I’ve been fascinated by real-time signal processing for a while. You know that feeling when you’re watching a live graph of sensor data and it wiggles around in response to the real world? That’s basically digital sorcery and I love it.

I was thinking where to get the data and what to classify.

One day I thought: what if I could make my phone figure out what I’m doing, just from its motion sensors?

Simple idea. Should be easy enough for 2 days of tinkering, right?

What We’re Building Link to heading

Human Activity Recognition (HAR) — the phone watches how you’re moving and says “ah yes, you are walking” or “you are definitely just standing in the kitchen pretending you’re about to be productive.”

We’ll classify three activities:

  • Standing (doing nothing, full of potential)
  • Walking (going somewhere, probably the fridge)
  • Jumping (because science needs suffering)

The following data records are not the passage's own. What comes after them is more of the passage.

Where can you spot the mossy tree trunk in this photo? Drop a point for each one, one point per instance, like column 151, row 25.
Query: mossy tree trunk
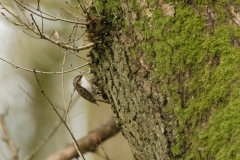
column 171, row 72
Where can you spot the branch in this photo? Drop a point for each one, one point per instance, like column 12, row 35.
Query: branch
column 36, row 71
column 58, row 114
column 89, row 142
column 8, row 139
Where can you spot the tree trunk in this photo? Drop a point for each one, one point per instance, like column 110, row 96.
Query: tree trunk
column 168, row 71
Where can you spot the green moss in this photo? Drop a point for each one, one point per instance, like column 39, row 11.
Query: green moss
column 201, row 64
column 184, row 45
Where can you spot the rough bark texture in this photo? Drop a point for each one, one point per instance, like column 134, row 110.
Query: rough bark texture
column 170, row 72
column 133, row 91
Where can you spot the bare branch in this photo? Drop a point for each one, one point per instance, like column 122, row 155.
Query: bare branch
column 58, row 114
column 8, row 139
column 88, row 142
column 42, row 72
column 54, row 18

The full pipeline looks like this:

Pipeline overview

Let’s go step by step.

Step 1: The Data — Become a Human Tripod Link to heading

Before we can train anything, we need labeled sensor data. I built a simple Android app that records accelerometer and gyroscope readings at 50Hz (50 samples per second) and lets me tag what activity I’m doing.

Android app for data collection

Step 1: The Data — Become a Human Tripod Link to heading

Before we can train anything, we need labeled sensor data. I built a simple Android app that records accelerometer and gyroscope readings at 50Hz (50 samples per second) and lets me tag what activity I’m doing.

Why 50Hz specifically? Link to heading

Human movement is slow by physics standards. A walking step takes around 0.5–1 second, a jump maybe 0.3–0.5 seconds. To reliably capture those shapes in sensor data, you need to sample at least twice as fast as the fastest thing you’re trying to see — that’s the Nyquist theorem doing its thing. 50Hz is overkill for walking and just right for jumping. 10Hz would turn your jump into a vague blip. 200Hz would just be redundant data burning battery.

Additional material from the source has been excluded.